Performance of a passive vehicle suspension can be improved with the help of an active actuator, however, with potentially problematic control requirements, such as high energy consumption and large actuator forces. To maximize performance benefits without requiring significant control efforts, the passive and active parts need to be designed and work synergistically. In this paper, a novel combined passive and active vibration suppression approach of which the passive part is enhanced by an inerter is proposed for improving the trade-off between dynamic performance and control requirements. Via this approach, the optimal passive configuration consisting of inerter(s), spring(s) and damper(s) with pre-determined numbers and the optimal active control parameter can be identified. The approach is demonstrated using a case study where the combined suspension is designed considering a quarter-car model and a typical active controller (i.e., the skyhook control). It will be shown that, compared with a conventional passive part of a spring-damper, adding an inerter in parallel can significantly improve the pareto optimality between the ride comfort and power (or force) requirements. The improvement is further enhanced by systematically exploring all passive network possibilities with a pre-determined complexity via the structure-immittance technique. This approach is also applicable to the vibration suppression of other engineering structures.

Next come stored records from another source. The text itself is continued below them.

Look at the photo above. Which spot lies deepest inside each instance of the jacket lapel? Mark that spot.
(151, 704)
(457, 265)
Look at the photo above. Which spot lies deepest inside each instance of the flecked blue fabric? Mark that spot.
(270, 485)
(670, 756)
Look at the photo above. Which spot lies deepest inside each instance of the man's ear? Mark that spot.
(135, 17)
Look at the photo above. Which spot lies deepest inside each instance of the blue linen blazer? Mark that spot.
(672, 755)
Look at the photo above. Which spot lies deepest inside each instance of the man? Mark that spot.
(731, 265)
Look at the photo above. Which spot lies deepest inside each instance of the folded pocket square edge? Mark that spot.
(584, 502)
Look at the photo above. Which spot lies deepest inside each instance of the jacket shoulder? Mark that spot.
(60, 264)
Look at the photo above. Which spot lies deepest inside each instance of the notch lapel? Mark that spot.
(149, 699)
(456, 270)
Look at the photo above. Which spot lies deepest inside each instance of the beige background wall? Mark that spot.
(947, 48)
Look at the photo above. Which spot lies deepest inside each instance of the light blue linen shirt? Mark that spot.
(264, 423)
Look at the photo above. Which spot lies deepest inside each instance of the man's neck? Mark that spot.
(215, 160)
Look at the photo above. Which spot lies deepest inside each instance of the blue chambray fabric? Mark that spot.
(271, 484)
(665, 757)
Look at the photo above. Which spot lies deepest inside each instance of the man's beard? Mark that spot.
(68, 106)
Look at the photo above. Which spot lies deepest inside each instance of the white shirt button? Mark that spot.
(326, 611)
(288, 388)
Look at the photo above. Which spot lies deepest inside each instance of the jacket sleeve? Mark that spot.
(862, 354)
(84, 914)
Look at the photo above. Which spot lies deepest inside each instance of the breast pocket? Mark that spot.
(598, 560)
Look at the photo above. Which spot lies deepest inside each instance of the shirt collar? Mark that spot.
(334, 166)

在主动致动器的帮助下，可以提高被动车辆悬架的性能，但是，可能存在控制要求问题，例如高能耗和大致动器力。为了在不需要大量控制工作的情况下最大限度地提高性能，需要设计被动部件和主动部件并协同工作。在本文中，为了改善动态性能和控制要求之间的权衡，提出了一种新型的被动和主动组合振动抑制方法，其被动部分通过惰化器增强。通过这种方法，可以识别由具有预定数量的惰性件、弹簧和阻尼器以及最佳主动控制参数组成的最佳被动配置。该方法通过一个案例研究来演示，其中组合悬架的设计考虑了四分之一汽车模型和典型的主动控制器（即天棚控制）。将表明，与传统的弹簧减振器被动部件相比，并联添加惰轮可以显着提高乘坐舒适性和功率（或力）要求之间的帕累托最优性。通过结构导抗技术系统地探索具有预定复杂性的所有无源网络可能性，进一步增强了改进。这种方法也适用于其他工程结构的振动抑制。与传统的弹簧减振器被动部分相比，并联增加一个惰化器可以显着提高乘坐舒适性和功率（或力）要求之间的帕累托最优性。通过结构导抗技术系统地探索具有预定复杂性的所有无源网络可能性，进一步增强了改进。这种方法也适用于其他工程结构的振动抑制。与传统的弹簧减振器被动部分相比，并联增加一个惰化器可以显着提高乘坐舒适性和功率（或力）要求之间的帕累托最优性。通过结构导抗技术系统地探索具有预定复杂性的所有无源网络可能性，进一步增强了改进。这种方法也适用于其他工程结构的振动抑制。